Apple iPad Review
Apple created the market and dominates it with its mature first tablet.
The iPad is easy to use when it comes to reading books, with the iBooks application offering a bookshelf-like interface that shows the covers of the books on the device. To open a book, you simply tap the cover. When reading, turning the page can be done with either a swipe of the finger or a single touch on the right side of the screen. A similar swipe or touch on the left side moves to the previous page. At the top of the screen are a number of controls for screen brightness, font and text size, searching and adding bookmarks to a page.
It is no big surprise that the iPad is closely linked with Apples own iBooks software and online store, which we found to be easy to use. To access the store, you just touch the Store button in the iBooks application, and select the book you want. It is then downloaded to the device, with the whole process taking less than a minute. Previews of books are available, which offer access to the first 25 pages or so. Apple offers a decent selection of books in their online store, but the selection is not as wide as some. See here for more analysis of Apple and other online stores.

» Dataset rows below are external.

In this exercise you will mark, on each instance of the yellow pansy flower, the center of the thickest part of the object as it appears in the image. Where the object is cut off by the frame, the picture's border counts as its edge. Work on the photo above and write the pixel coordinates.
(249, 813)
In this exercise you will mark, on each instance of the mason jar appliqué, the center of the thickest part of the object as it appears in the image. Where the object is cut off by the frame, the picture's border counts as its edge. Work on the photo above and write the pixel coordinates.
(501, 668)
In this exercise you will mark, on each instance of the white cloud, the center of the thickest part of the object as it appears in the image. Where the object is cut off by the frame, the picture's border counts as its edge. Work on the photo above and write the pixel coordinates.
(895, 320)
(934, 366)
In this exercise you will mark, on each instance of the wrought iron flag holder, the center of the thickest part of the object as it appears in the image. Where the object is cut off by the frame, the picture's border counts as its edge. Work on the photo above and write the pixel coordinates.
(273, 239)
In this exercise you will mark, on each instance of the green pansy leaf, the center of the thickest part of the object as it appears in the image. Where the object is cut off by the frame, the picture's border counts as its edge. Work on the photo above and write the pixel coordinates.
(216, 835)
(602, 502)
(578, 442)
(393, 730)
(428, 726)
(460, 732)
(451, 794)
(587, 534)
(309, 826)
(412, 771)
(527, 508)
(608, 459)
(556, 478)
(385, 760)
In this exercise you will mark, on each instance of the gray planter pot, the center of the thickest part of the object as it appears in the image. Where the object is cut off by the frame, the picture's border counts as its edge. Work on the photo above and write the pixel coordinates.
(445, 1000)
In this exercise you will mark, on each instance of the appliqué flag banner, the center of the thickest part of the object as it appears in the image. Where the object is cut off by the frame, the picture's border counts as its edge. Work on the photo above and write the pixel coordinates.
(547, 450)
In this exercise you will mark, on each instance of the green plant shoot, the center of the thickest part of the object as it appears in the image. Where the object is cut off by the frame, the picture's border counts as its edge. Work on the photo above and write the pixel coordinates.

The iPad does offer access to other book stores, though: downloadable clients are available for Amazon’s Kindle store, Barnes & Noble, Borders, Kobo, Google Books and other stores, all through free software that is available from the App store. At the time of writing, the Sony Reader store is not available because of a dispute between Sony and Apple on who gets paid for what.
Newspapers & Magazines
Publishers have only recently started offering magazine and newspaper content on the iPad, and each magazine or newspaper is offered as an individual App, not as content in the iBooks application. This means that publishers have to write their own App to publish on the iPad, and the experience of each is somewhat different. You can’t buy a subscription through the standard Apple store system like you can on the Kindle, although most of the content is currently being offered for free. The NY Times, for instance, offers an App that carries the entire content of the newspaper when you register, which is free at present (they have announced plans to charge for it later in 2011). The New Yorker magazine offers a free app, but each issue has to be purchased individually at $4.99 from within the App.